Tomado de www.project-syndicate.org
¿Quién crea realmente valor en una economía?
Sep 11, 2018 MARIANA MAZZUCATO
LONDRES – Tras la
crisis financiera global de 2008, surgió un consenso respecto de que el sector
público tenía la responsabilidad de intervenir para rescatar a los bancos con
importancia sistémica y estimular el crecimiento económico. Pero fue un consenso
efímero; pronto, las intervenciones del sector público en la economía pasaron a
ser vistas como causa principal de la crisis, y se consideró necesario
revertirlas.
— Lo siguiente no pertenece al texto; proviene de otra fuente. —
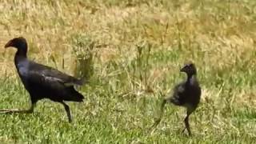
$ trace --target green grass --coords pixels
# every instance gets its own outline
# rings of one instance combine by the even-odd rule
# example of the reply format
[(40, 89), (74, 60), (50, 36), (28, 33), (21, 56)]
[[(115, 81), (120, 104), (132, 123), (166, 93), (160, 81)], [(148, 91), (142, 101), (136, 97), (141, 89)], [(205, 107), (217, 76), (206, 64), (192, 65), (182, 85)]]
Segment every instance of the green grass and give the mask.
[[(1, 114), (1, 143), (254, 143), (256, 139), (254, 1), (0, 1), (0, 109), (30, 106), (8, 40), (25, 37), (29, 57), (90, 82), (82, 103), (40, 101), (33, 114)], [(186, 111), (168, 105), (193, 61), (202, 88)]]

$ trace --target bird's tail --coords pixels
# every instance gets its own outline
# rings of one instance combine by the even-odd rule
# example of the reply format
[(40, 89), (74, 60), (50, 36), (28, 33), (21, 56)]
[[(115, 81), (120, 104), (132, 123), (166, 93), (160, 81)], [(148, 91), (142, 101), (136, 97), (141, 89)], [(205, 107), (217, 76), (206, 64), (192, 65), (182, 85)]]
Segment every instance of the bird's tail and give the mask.
[(71, 97), (70, 98), (69, 101), (73, 101), (73, 102), (83, 102), (83, 99), (85, 97), (78, 92), (74, 86), (69, 87), (69, 91)]

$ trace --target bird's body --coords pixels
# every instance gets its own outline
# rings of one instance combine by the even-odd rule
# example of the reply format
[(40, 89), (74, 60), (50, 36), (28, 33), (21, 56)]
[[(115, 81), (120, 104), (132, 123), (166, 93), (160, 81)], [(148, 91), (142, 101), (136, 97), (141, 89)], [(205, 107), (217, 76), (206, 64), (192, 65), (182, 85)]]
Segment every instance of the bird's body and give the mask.
[(184, 107), (197, 107), (200, 102), (201, 88), (195, 76), (174, 86), (170, 102)]
[(183, 130), (183, 132), (186, 129), (189, 134), (191, 135), (189, 116), (195, 110), (200, 102), (201, 87), (197, 80), (197, 71), (193, 63), (185, 65), (185, 66), (181, 69), (181, 71), (186, 73), (187, 78), (185, 82), (176, 85), (173, 90), (173, 94), (164, 98), (161, 106), (160, 118), (155, 122), (154, 126), (160, 122), (163, 114), (164, 106), (168, 102), (175, 106), (186, 108), (186, 117), (184, 119), (186, 127)]
[[(71, 122), (69, 106), (64, 103), (64, 101), (82, 102), (83, 95), (74, 88), (74, 85), (82, 85), (82, 81), (50, 66), (29, 60), (26, 57), (26, 42), (23, 38), (17, 38), (10, 41), (6, 45), (6, 47), (9, 46), (18, 49), (14, 57), (15, 66), (30, 96), (31, 107), (25, 112), (33, 112), (34, 106), (38, 100), (49, 98), (64, 106), (69, 121)], [(10, 110), (10, 112), (16, 111)]]

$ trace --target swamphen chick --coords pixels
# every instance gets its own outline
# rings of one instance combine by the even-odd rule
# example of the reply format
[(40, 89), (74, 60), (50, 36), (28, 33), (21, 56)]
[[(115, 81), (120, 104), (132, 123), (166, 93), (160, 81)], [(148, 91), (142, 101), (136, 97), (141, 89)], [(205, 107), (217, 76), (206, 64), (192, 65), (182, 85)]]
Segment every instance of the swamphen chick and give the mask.
[(33, 113), (38, 100), (50, 98), (64, 106), (69, 122), (71, 122), (70, 110), (64, 101), (82, 102), (84, 97), (74, 88), (82, 85), (82, 80), (77, 79), (54, 68), (41, 65), (27, 58), (27, 43), (24, 38), (15, 38), (9, 41), (5, 48), (14, 47), (17, 52), (14, 63), (18, 74), (29, 92), (31, 106), (29, 110), (2, 110), (2, 113)]
[(186, 64), (180, 70), (181, 72), (185, 72), (187, 75), (186, 81), (178, 84), (174, 89), (171, 97), (166, 98), (161, 105), (160, 117), (155, 122), (153, 126), (156, 126), (161, 121), (163, 114), (163, 108), (166, 102), (173, 103), (176, 106), (184, 106), (186, 108), (186, 117), (184, 119), (186, 127), (189, 135), (191, 135), (191, 130), (189, 124), (189, 116), (195, 110), (200, 102), (201, 88), (197, 80), (197, 70), (194, 64)]

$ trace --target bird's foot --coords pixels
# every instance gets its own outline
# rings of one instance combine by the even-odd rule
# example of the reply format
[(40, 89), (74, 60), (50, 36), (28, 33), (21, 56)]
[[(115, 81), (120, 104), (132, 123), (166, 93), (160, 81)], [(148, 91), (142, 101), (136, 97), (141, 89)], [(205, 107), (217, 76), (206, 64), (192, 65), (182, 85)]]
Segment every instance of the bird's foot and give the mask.
[(0, 114), (13, 114), (13, 113), (25, 113), (30, 114), (33, 112), (33, 110), (18, 110), (18, 109), (11, 109), (11, 110), (0, 110)]

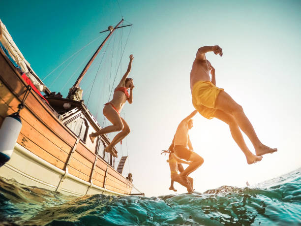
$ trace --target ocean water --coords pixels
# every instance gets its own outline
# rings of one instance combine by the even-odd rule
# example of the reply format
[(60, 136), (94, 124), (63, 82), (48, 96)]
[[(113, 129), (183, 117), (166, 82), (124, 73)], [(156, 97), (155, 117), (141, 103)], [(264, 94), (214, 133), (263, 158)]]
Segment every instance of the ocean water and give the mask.
[(158, 197), (66, 196), (0, 178), (0, 225), (301, 226), (301, 168), (254, 186)]

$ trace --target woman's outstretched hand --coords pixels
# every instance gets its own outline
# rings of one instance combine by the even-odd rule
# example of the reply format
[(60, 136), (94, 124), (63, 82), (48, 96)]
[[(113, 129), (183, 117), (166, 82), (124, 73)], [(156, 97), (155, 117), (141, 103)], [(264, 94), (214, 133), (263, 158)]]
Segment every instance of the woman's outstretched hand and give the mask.
[(130, 84), (130, 90), (132, 90), (134, 88), (135, 88), (135, 86), (132, 83), (131, 83)]

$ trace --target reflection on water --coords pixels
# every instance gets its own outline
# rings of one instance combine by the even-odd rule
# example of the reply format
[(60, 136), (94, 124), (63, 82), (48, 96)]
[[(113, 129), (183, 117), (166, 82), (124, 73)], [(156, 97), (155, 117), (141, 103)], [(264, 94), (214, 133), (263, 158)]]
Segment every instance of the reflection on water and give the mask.
[(76, 197), (1, 178), (0, 190), (10, 225), (301, 225), (301, 169), (254, 188), (151, 197)]

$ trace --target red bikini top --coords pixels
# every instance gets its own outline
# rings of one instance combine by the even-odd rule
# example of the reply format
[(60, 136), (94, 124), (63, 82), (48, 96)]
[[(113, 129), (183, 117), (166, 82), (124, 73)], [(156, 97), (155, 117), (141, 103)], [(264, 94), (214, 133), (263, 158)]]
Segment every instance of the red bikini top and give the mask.
[(128, 92), (127, 92), (127, 90), (126, 90), (126, 88), (125, 87), (119, 87), (118, 88), (116, 88), (115, 89), (115, 90), (114, 92), (116, 92), (116, 91), (123, 92), (123, 93), (124, 93), (124, 94), (126, 96), (126, 98), (128, 99), (128, 98), (129, 97), (129, 94)]

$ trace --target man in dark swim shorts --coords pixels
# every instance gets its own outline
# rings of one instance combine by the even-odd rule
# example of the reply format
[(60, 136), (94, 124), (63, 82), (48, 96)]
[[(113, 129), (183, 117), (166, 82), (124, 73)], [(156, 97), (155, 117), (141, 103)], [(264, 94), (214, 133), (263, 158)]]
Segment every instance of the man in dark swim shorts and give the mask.
[[(193, 151), (192, 144), (189, 139), (188, 130), (193, 126), (192, 117), (197, 113), (196, 110), (184, 118), (180, 123), (175, 134), (174, 150), (175, 154), (180, 159), (186, 161), (191, 161), (189, 165), (182, 172), (180, 176), (187, 178), (188, 175), (200, 167), (204, 162), (204, 159)], [(187, 147), (189, 149), (187, 148)]]

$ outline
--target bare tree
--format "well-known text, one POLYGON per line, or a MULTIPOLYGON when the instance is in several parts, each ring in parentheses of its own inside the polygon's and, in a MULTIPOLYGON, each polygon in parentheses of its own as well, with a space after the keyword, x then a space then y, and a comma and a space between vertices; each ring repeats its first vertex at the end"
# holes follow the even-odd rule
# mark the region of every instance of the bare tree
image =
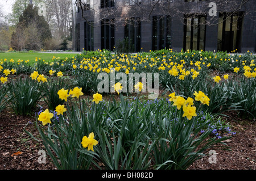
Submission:
POLYGON ((67 37, 72 23, 72 0, 52 0, 51 5, 52 21, 60 37, 67 37))

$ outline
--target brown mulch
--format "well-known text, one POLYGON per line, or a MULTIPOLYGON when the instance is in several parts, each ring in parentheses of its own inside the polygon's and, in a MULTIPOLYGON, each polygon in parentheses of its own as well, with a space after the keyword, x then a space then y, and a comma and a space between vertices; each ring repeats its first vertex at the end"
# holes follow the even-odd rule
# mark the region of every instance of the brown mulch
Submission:
MULTIPOLYGON (((210 163, 209 157, 205 157, 189 170, 256 170, 255 123, 237 118, 234 113, 230 116, 227 121, 230 129, 237 132, 226 142, 232 151, 216 150, 216 163, 210 163)), ((46 163, 39 163, 38 152, 44 150, 43 146, 24 131, 38 135, 33 116, 17 116, 6 109, 0 113, 0 170, 56 169, 48 157, 46 163)))

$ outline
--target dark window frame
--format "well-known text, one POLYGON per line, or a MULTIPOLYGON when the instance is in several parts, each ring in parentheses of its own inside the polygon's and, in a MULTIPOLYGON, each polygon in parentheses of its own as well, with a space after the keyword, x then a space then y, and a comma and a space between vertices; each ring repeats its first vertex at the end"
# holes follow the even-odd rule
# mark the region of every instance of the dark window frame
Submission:
POLYGON ((207 19, 207 15, 206 14, 198 14, 198 15, 184 15, 184 36, 183 36, 183 49, 184 50, 187 50, 187 49, 190 49, 190 50, 205 50, 205 39, 206 39, 206 19, 207 19), (204 18, 204 22, 201 24, 201 18, 204 18), (191 31, 190 31, 190 40, 189 41, 187 41, 187 28, 188 28, 187 26, 187 19, 188 18, 191 18, 191 24, 190 25, 191 26, 191 31), (193 27, 195 26, 194 24, 194 20, 195 18, 198 18, 198 23, 197 23, 197 41, 196 42, 196 49, 193 48, 194 47, 193 43, 194 41, 193 41, 193 27), (200 25, 200 26, 199 26, 200 25), (200 48, 200 43, 201 42, 200 40, 200 35, 201 35, 201 26, 204 26, 204 41, 203 41, 203 48, 200 48), (188 47, 187 44, 189 43, 189 47, 188 47))
MULTIPOLYGON (((217 49, 218 51, 227 51, 228 52, 231 52, 232 50, 234 50, 235 49, 237 49, 237 52, 241 52, 241 43, 242 40, 242 22, 243 20, 245 13, 243 11, 240 11, 240 12, 222 12, 219 13, 219 19, 220 18, 223 18, 223 21, 218 24, 218 26, 220 26, 220 24, 222 24, 222 29, 221 32, 221 40, 219 40, 218 39, 217 41, 217 49), (229 32, 230 35, 233 34, 232 32, 233 30, 233 25, 234 24, 233 21, 233 16, 237 16, 238 17, 237 23, 237 27, 236 27, 236 47, 234 47, 234 41, 232 41, 232 47, 231 47, 231 44, 230 44, 230 47, 226 47, 226 46, 225 46, 225 43, 228 41, 230 43, 230 40, 228 40, 228 36, 225 36, 225 32, 226 32, 226 23, 227 23, 227 20, 228 18, 230 18, 230 29, 229 31, 228 31, 226 32, 229 32), (220 41, 221 40, 221 41, 220 41)), ((218 37, 219 36, 219 32, 218 31, 218 37)), ((234 37, 233 37, 234 38, 234 37)))
POLYGON ((141 47, 141 22, 140 18, 131 18, 125 24, 125 39, 129 39, 129 46, 135 52, 139 52, 141 47))
POLYGON ((101 49, 114 50, 115 46, 114 19, 104 19, 101 21, 101 49))
POLYGON ((84 22, 84 50, 94 50, 93 22, 84 22))
POLYGON ((115 0, 101 0, 101 8, 113 7, 115 5, 115 0))
POLYGON ((80 47, 80 23, 76 23, 76 51, 80 52, 81 50, 80 47))
POLYGON ((171 16, 153 16, 152 50, 171 48, 171 16))

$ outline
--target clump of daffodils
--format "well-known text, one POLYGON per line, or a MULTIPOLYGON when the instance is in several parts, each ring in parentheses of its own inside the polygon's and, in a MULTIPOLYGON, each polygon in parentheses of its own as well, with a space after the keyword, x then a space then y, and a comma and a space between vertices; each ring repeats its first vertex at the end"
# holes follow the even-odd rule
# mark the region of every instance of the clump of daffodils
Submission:
MULTIPOLYGON (((202 91, 199 92, 195 91, 193 94, 195 95, 195 100, 200 101, 203 104, 207 104, 209 106, 210 99, 202 91)), ((185 99, 181 96, 175 96, 175 92, 173 92, 169 95, 170 99, 169 101, 174 103, 173 106, 176 106, 177 110, 182 110, 184 112, 183 117, 186 116, 188 120, 191 120, 194 116, 196 116, 196 107, 194 106, 194 99, 188 97, 185 99)))

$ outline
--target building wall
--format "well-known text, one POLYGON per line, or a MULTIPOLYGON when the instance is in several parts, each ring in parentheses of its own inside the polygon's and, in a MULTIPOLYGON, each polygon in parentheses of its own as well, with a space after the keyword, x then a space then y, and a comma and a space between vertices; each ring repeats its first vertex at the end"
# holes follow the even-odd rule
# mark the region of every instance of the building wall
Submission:
MULTIPOLYGON (((216 0, 217 1, 217 0, 216 0)), ((236 1, 236 0, 234 0, 236 1)), ((86 16, 88 20, 93 20, 94 24, 94 50, 100 49, 101 48, 101 23, 100 19, 101 15, 96 13, 101 10, 100 1, 94 0, 92 1, 91 5, 93 6, 96 11, 86 11, 85 15, 86 16)), ((142 2, 146 2, 147 1, 142 1, 142 2)), ((214 1, 212 1, 214 2, 214 1)), ((242 21, 242 35, 241 37, 241 52, 243 52, 247 50, 256 50, 256 27, 254 20, 252 20, 253 17, 255 17, 255 3, 254 1, 250 0, 245 6, 243 6, 241 11, 245 12, 245 15, 243 17, 242 21), (252 16, 251 13, 247 14, 247 12, 254 12, 252 16)), ((209 5, 209 1, 205 1, 203 2, 185 2, 184 1, 172 0, 173 3, 177 3, 179 8, 182 9, 190 9, 190 13, 206 13, 208 12, 206 10, 210 9, 210 7, 207 9, 209 5), (178 3, 177 2, 179 2, 178 3), (181 2, 181 3, 180 3, 181 2)), ((211 1, 212 2, 212 1, 211 1)), ((232 3, 232 2, 230 2, 232 3)), ((124 6, 124 1, 116 0, 116 7, 126 7, 124 6)), ((144 6, 144 5, 143 5, 144 6)), ((146 4, 144 6, 147 6, 146 4)), ((131 6, 132 7, 132 6, 131 6)), ((219 18, 219 12, 224 12, 227 10, 223 7, 219 8, 217 7, 217 16, 213 17, 207 15, 207 20, 210 22, 210 24, 215 25, 207 25, 205 29, 205 50, 217 50, 217 37, 218 37, 218 22, 219 18)), ((129 6, 125 8, 130 8, 129 6)), ((142 12, 133 12, 133 16, 140 16, 142 19, 144 19, 145 15, 142 14, 142 12)), ((155 11, 150 15, 150 18, 154 15, 163 15, 160 11, 158 14, 158 11, 155 11)), ((129 17, 128 16, 128 17, 129 17)), ((184 14, 182 12, 179 12, 175 14, 171 17, 171 47, 173 50, 180 51, 183 49, 184 39, 184 14)), ((110 18, 111 17, 110 17, 110 18)), ((85 19, 81 17, 81 12, 80 11, 79 13, 74 14, 74 27, 76 27, 76 24, 80 23, 80 49, 82 50, 82 48, 84 47, 84 22, 85 19)), ((118 22, 115 25, 115 43, 117 43, 120 40, 124 38, 125 28, 123 26, 123 23, 118 22)), ((141 22, 141 45, 143 48, 143 50, 148 52, 152 49, 152 22, 148 20, 143 20, 141 22)), ((76 30, 74 30, 74 33, 76 33, 76 30)), ((74 37, 74 45, 76 47, 76 37, 74 37)), ((76 48, 74 47, 74 50, 76 50, 76 48)))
Fue un grave error.
En Europa, en
particular, los gobiernos quedaron en la picota por sus elevadas deudas, pese a
que la causa del derrumbe había sido la deuda privada, no la pública. A muchos
se les pidió que introdujeran medidas de austeridad, en vez de estimular el
crecimiento con políticas anticíclicas. En tanto, se esperaba que el Estado
implementara reformas del sector financiero que supuestamente, en conjunto con
una reactivación de la inversión y la industria, restaurarían la
competitividad.
Pero las reformas
financieras en realidad fueron muy pocas, y en muchos países, la industria
todavía no se recuperó. Pese a una mejora de las ganancias en muchos sectores,
la inversión sigue siendo débil, debido a una combinación de atesoramiento de
efectivo y creciente financierización; y hay un récord de recompra de acciones
(que busca impulsar las cotizaciones y con ellas, las opciones de compra).
La razón es
sencilla: al tan vapuleado Estado sólo se le permitió una respuesta muy tímida.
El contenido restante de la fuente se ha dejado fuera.